As part of a broader collaborative project, our goal is to understand how CAM and C3 bromeliads are affected by varying nitrogen levels, and whether terrestrial species have a different response than epiphytic plants. Using a facultative CAM species, we are also testing whether nitrogen limitation results in CAM induction via similar molecular pathways as drought-induced CAM upregulation. We are combining nitrogen stress experiments with detailed physiological sampling, transcriptomics, and metabolomics to understand the interplay between carbon metabolism and nitrogen assimilation.
This work is an National Science Foundation funded project (award #2424408 to UConn, Colorado College, and the New York Botanical Garden).

Joshua tree: resilience in the face of climate change
Joshua trees are an iconic symbol of the Mojave Desert in the Southwestern US. Members of the genus Yucca, Joshua tree is composed of two separate species: Y. brevifolia (Western Joshua Tree) and Y. jaegeriana (Eastern). Both species face multiple threats to their survival, including rising temperatures and increasing drought intensity due to climate change, urban sprawl, wildfires, and even the development of climate change mitigation measures, like solar energy arrays.
To better understand how these species will fare in the future, we established three common gardens in the Mojave Desert, populated with seedlings from across the ranges of both species. In a preliminary study, we discovered that Joshua Tree uses low levels of CAM photosynthesis. We are currently working on understanding the extent of local adaptation versus phenotypic plasticity in CAM and other physiological traits, measured across multiple years in the same three common gardens.

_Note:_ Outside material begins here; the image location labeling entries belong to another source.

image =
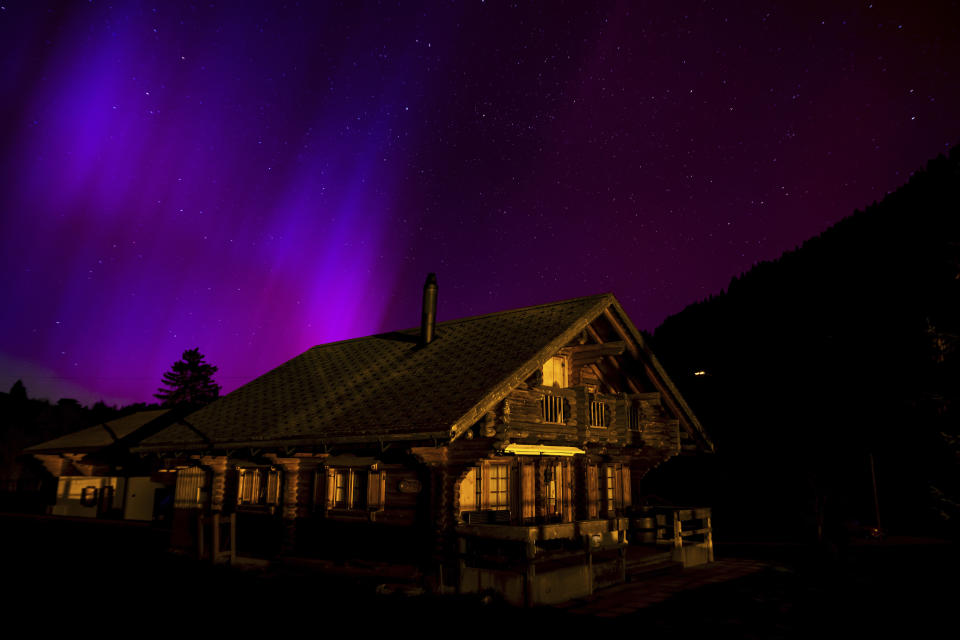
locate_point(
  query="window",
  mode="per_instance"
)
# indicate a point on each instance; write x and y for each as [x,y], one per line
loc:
[258,486]
[616,488]
[486,488]
[191,482]
[555,372]
[555,490]
[610,487]
[498,490]
[551,409]
[599,414]
[354,489]
[633,417]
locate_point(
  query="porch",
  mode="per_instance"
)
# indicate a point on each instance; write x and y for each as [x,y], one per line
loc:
[544,563]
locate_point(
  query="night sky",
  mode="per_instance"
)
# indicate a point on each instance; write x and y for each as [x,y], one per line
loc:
[254,181]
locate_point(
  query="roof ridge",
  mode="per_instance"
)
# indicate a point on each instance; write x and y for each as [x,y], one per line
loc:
[466,319]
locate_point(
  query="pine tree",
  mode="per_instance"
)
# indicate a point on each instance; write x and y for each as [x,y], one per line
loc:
[189,382]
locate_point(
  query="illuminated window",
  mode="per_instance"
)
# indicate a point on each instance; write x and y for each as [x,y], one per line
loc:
[190,488]
[258,486]
[555,493]
[555,372]
[599,414]
[551,409]
[633,417]
[497,490]
[354,489]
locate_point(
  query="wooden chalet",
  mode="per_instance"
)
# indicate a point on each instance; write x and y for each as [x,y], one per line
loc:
[501,451]
[98,477]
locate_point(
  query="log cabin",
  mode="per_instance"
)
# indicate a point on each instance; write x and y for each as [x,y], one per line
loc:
[501,451]
[97,476]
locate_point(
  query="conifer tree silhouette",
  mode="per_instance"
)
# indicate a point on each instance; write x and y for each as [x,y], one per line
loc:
[190,381]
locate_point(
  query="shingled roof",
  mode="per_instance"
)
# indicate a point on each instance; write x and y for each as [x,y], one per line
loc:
[388,386]
[99,436]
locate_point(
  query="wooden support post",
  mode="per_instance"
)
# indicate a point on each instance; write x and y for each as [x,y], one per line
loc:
[531,573]
[200,524]
[461,561]
[291,502]
[233,538]
[707,522]
[215,551]
[586,541]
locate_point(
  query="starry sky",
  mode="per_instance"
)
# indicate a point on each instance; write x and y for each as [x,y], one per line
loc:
[254,178]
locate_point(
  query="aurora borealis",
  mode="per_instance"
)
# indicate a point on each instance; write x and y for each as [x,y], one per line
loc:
[256,178]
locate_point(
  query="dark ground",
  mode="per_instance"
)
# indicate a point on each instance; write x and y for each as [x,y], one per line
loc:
[65,574]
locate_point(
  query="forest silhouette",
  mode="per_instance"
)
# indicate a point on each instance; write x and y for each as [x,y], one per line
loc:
[809,365]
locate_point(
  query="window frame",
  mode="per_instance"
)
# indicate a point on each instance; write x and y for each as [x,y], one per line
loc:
[356,485]
[263,480]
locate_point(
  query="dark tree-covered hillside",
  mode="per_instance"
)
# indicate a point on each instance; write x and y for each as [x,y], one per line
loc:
[840,350]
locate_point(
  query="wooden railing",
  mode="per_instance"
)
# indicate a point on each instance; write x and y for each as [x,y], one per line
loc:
[686,530]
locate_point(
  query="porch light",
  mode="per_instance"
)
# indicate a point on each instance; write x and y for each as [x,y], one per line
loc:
[541,450]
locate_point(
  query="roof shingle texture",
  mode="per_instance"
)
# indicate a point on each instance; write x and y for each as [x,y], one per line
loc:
[98,437]
[381,385]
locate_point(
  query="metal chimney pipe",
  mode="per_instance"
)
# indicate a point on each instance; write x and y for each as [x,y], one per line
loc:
[428,319]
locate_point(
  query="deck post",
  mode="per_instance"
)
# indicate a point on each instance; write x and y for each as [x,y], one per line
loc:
[215,551]
[707,522]
[586,544]
[233,538]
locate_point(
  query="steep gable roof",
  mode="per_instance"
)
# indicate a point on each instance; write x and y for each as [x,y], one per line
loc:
[387,386]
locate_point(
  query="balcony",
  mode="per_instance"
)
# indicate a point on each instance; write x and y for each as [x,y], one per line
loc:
[605,532]
[542,564]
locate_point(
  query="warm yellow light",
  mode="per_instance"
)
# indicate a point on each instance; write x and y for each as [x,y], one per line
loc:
[541,450]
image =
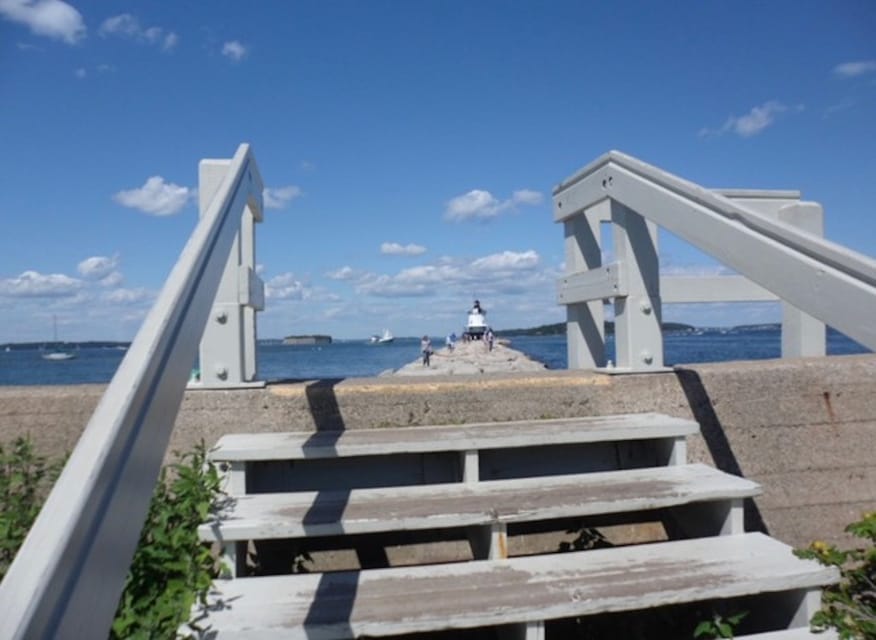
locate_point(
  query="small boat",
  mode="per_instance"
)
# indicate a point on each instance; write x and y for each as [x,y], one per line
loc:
[386,338]
[57,354]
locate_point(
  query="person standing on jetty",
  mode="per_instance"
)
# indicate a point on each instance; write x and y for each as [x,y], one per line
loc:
[426,348]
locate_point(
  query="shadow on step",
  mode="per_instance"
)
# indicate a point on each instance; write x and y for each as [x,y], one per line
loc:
[716,440]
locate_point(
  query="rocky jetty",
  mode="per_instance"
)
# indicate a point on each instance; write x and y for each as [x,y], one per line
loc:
[471,358]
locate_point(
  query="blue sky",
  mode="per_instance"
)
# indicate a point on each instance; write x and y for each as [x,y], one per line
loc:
[409,148]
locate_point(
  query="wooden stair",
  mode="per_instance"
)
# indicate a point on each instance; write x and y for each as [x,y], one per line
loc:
[483,479]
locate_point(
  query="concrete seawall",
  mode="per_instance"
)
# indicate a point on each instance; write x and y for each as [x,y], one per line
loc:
[805,429]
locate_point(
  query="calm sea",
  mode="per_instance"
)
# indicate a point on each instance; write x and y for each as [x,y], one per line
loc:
[350,359]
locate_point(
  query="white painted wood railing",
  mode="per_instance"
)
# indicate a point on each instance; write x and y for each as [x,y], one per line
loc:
[67,577]
[771,238]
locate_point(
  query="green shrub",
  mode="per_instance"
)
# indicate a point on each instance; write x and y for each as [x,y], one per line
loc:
[25,481]
[850,605]
[172,569]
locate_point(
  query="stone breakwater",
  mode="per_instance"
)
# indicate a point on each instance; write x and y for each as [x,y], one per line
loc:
[471,358]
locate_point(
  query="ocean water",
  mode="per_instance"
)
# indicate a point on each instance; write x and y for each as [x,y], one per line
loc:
[352,359]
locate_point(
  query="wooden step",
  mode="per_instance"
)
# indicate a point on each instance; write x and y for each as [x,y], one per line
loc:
[301,445]
[520,591]
[332,513]
[801,633]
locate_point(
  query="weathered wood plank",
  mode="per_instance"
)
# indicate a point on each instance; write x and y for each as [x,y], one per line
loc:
[325,513]
[802,633]
[487,593]
[297,445]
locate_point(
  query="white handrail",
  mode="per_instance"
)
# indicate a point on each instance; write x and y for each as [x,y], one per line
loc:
[809,274]
[68,575]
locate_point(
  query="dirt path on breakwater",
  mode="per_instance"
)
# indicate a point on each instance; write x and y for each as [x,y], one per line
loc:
[471,358]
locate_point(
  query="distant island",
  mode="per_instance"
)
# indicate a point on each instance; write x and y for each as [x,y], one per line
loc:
[86,344]
[559,329]
[309,339]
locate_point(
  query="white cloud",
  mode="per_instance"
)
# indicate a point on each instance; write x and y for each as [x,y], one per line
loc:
[508,271]
[854,69]
[98,267]
[750,124]
[527,196]
[51,18]
[506,261]
[344,273]
[121,25]
[32,284]
[279,197]
[156,197]
[234,50]
[286,287]
[127,26]
[396,249]
[478,203]
[170,41]
[113,279]
[128,296]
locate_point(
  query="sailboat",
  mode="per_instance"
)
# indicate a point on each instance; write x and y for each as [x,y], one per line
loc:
[57,353]
[386,338]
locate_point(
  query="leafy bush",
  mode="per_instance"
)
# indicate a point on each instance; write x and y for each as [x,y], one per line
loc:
[719,626]
[172,568]
[25,481]
[850,606]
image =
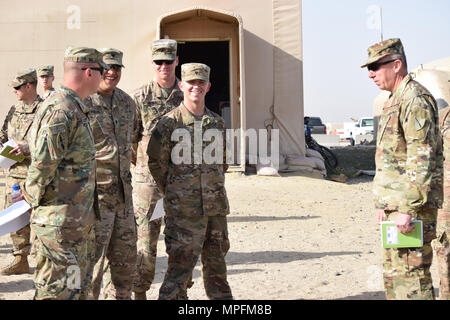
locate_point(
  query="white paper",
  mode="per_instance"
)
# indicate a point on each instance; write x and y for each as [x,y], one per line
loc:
[159,210]
[15,217]
[5,163]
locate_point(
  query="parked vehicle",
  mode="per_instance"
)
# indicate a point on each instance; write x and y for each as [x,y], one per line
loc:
[316,125]
[362,127]
[351,130]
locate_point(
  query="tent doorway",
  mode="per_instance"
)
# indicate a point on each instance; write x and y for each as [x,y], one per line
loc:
[216,55]
[214,37]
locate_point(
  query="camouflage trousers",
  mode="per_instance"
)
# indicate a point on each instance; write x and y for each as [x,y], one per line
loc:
[407,270]
[188,238]
[21,238]
[115,253]
[64,262]
[441,246]
[145,196]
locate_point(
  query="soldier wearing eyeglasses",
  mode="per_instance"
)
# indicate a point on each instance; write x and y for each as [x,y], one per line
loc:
[408,180]
[46,77]
[17,127]
[61,181]
[112,116]
[153,100]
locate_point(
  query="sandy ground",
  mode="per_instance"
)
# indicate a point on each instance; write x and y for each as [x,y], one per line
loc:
[292,237]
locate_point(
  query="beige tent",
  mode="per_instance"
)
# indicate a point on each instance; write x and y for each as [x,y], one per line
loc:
[435,76]
[254,48]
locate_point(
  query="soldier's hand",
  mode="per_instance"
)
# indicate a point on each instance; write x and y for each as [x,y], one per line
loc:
[403,223]
[17,199]
[17,150]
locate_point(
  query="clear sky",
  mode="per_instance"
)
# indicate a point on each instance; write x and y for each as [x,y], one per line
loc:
[336,35]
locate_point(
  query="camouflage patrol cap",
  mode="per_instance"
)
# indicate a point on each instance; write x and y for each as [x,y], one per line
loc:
[46,70]
[84,54]
[24,76]
[195,71]
[164,49]
[112,56]
[383,49]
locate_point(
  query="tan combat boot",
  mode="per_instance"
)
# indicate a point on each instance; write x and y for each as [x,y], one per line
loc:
[18,266]
[140,296]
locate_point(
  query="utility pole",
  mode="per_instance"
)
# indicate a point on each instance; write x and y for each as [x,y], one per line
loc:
[381,22]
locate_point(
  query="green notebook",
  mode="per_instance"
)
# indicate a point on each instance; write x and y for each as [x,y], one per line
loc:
[392,238]
[6,154]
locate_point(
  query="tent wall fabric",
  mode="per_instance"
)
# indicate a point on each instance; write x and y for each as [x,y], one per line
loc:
[266,83]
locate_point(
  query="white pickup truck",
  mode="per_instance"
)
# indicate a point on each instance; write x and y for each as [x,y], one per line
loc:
[363,126]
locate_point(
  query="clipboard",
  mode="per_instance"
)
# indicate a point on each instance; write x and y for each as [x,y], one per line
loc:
[392,238]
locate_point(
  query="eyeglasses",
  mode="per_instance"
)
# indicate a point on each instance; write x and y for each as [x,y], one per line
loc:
[375,66]
[160,62]
[115,67]
[99,69]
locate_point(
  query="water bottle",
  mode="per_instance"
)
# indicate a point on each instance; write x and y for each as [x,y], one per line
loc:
[15,192]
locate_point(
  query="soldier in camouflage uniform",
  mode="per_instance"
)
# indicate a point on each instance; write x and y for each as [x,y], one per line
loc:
[46,78]
[195,199]
[441,244]
[17,127]
[111,116]
[60,185]
[408,180]
[152,101]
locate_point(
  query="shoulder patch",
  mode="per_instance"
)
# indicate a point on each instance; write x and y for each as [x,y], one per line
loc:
[57,128]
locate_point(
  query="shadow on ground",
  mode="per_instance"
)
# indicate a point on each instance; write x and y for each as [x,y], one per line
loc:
[17,286]
[232,218]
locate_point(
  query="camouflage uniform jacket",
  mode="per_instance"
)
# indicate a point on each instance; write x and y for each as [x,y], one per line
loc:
[151,105]
[17,127]
[194,187]
[444,124]
[52,91]
[113,130]
[60,185]
[409,151]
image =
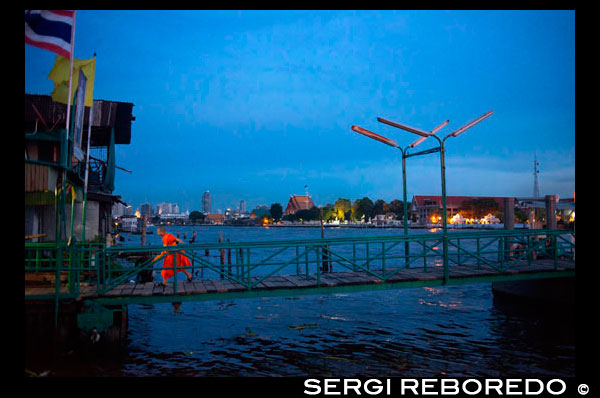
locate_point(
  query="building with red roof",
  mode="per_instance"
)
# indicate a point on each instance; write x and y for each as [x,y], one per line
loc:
[298,202]
[425,206]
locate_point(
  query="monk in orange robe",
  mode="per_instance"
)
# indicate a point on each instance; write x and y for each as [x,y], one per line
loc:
[182,261]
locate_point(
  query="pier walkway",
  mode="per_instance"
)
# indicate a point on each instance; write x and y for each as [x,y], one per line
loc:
[92,272]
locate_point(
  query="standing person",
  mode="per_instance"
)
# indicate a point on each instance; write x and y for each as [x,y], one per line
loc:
[168,263]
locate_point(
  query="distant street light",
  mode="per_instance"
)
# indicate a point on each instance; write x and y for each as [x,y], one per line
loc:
[424,135]
[405,154]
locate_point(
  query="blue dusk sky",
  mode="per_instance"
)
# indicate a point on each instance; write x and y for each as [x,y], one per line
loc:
[254,105]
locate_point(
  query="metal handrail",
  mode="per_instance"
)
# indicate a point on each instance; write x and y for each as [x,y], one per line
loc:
[94,264]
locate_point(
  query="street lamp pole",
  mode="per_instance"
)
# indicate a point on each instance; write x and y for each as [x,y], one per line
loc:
[424,135]
[405,155]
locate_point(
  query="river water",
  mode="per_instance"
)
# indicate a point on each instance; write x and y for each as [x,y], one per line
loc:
[457,331]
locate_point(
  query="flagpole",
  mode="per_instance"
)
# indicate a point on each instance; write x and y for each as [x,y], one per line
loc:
[71,72]
[87,160]
[68,118]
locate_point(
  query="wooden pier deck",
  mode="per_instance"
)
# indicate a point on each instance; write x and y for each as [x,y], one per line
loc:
[210,289]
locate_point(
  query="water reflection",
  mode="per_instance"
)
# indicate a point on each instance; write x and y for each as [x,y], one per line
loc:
[457,331]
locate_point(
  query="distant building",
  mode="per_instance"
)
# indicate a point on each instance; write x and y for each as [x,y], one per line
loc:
[215,219]
[425,206]
[260,212]
[128,223]
[206,207]
[52,161]
[146,209]
[167,208]
[118,209]
[298,202]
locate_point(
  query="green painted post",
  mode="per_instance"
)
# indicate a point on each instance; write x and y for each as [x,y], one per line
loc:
[405,210]
[424,257]
[297,260]
[174,273]
[248,263]
[478,253]
[306,260]
[318,269]
[383,258]
[445,221]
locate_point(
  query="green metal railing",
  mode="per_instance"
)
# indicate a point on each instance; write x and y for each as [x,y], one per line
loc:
[251,263]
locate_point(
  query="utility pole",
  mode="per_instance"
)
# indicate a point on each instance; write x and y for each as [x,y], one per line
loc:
[536,188]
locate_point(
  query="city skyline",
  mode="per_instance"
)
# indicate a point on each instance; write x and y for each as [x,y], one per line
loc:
[254,105]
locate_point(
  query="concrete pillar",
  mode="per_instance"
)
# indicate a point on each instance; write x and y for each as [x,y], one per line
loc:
[509,213]
[551,211]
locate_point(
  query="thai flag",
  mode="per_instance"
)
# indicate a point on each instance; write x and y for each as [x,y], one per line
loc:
[50,30]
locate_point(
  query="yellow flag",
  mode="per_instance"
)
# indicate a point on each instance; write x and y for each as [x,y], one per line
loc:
[60,75]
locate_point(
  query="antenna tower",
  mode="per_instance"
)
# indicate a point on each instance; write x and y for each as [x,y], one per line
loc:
[536,188]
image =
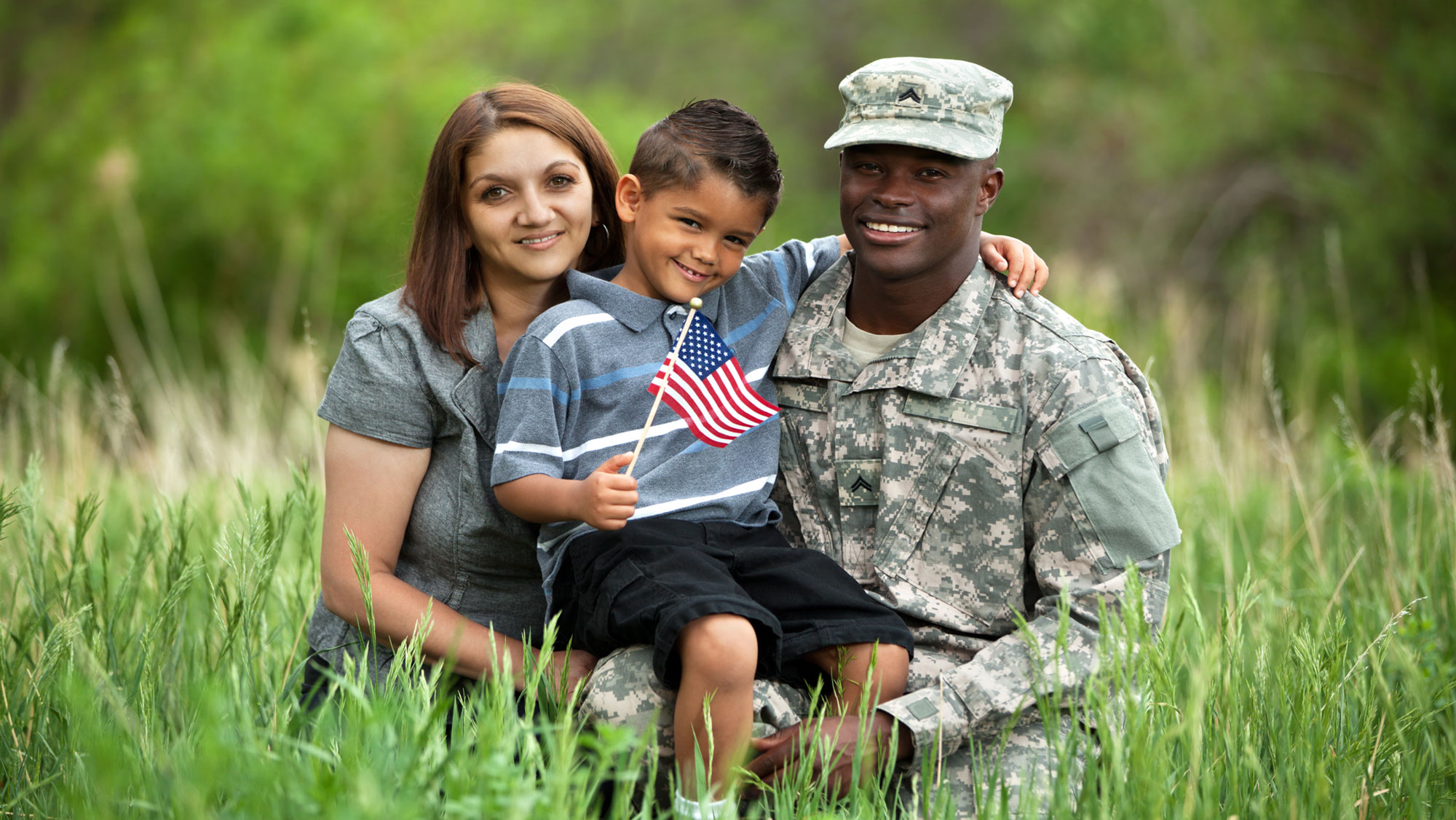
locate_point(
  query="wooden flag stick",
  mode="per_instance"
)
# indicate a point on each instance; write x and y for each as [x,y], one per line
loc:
[692,310]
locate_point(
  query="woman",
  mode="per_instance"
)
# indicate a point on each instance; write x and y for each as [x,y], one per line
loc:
[519,190]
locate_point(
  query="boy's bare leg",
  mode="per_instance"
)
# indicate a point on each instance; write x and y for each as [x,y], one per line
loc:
[851,666]
[720,655]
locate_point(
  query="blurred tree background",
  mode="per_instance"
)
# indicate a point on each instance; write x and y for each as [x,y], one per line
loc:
[1253,176]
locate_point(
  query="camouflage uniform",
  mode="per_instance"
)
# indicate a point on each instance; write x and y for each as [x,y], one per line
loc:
[1001,464]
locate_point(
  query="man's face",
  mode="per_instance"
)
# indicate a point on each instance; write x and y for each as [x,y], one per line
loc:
[914,212]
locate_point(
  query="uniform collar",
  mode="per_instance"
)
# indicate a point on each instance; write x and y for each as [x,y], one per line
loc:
[930,360]
[633,310]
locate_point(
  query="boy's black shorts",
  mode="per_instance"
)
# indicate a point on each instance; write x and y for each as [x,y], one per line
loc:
[644,583]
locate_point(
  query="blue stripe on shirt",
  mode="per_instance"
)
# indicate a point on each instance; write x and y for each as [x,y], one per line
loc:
[526,384]
[620,375]
[784,276]
[753,324]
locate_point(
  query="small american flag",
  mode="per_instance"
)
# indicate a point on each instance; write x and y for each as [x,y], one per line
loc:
[708,388]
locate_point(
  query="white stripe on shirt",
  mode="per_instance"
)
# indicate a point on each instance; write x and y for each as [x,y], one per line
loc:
[684,503]
[571,326]
[599,443]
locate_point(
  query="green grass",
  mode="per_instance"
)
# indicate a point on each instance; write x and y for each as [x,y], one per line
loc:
[152,617]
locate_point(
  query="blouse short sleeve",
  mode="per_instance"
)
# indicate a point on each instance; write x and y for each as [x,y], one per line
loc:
[375,388]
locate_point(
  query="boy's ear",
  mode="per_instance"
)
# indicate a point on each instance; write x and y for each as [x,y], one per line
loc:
[630,197]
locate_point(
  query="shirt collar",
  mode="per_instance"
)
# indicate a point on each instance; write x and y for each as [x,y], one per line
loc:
[930,360]
[633,310]
[480,339]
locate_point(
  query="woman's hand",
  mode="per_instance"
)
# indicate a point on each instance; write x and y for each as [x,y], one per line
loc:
[1013,257]
[571,668]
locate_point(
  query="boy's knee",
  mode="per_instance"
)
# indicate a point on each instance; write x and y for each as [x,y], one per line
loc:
[723,649]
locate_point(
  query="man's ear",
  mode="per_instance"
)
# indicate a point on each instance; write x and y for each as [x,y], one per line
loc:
[630,197]
[991,189]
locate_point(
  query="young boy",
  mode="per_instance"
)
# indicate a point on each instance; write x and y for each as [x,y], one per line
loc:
[685,556]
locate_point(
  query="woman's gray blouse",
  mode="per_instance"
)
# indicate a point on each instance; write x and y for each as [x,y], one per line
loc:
[392,382]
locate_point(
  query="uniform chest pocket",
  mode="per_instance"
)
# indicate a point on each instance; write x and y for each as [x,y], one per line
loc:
[956,537]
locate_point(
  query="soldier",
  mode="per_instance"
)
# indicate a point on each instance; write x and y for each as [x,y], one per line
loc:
[975,461]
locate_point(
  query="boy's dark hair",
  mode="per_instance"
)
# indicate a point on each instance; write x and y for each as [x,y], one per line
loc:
[714,135]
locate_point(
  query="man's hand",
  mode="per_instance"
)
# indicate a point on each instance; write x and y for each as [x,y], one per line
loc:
[606,499]
[841,736]
[1013,257]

Climate change is increasing temperatures, but an overlooked aspect of rising temperatures is that they are also rising at night. Higher nighttime temperatures can lead to increased stress in plants resulting in suboptimal growth. Using seedlings in growth chambers we are assessing responses to nocturnal heating with both physiology and genomics.
This work was started via a collaborative, NSF-funded project (award #2001190 to UConn, Willamette University, Cal State University Northridge, University of Alabama, and the USGS).

Evolutionary framework for CAM photosynthesis
CAM has evolved at least 60 times independently across the vascular plant phylogeny and is thought to be a classic case of convergent evolution. The carbon concentrating of mechanism of CAM is thought to have evolved to minimize photorespiration, whereby Rubisco fixes O2 and plants expend energy to mitigate the toxic byproducts of this process. Photorespiration increases under high temperature conditions (due to changes in Rubisco’s specificity of O2 over CO2) and under low CO2 conditions, which can be brought on by drought stress or other environmental characteristics (e.g., aquatic ecosystems). Many extant CAM lineages on earth are estimated to have evolved after the steep decline of atmospheric CO2 concentrations in the Oligocene. Finally, the evolution of CAM is likely occurring through re-wiring of existing gene networks, all of which already exist in C3 species in different metabolic contexts.
Ongoing work in the lab seeks to test fundamental assumptions about CAM evolution. Specifically, we are interested in whether and to what extent photorespiration is actually reduced in CAM taxa. We are also interrogating whether CAM evolves via the recruitment of the same genes in each origin, and are studying the variation in how CAM is regulated across diverse lineages. Finally, our work also focuses on the diversity of CAM phenotypes, notably C3+CAM species that can use both pathways and that are in some ways emblematic of the initial evolutionary changes that may have been acquired by C3 ancestors as they evolved CAM.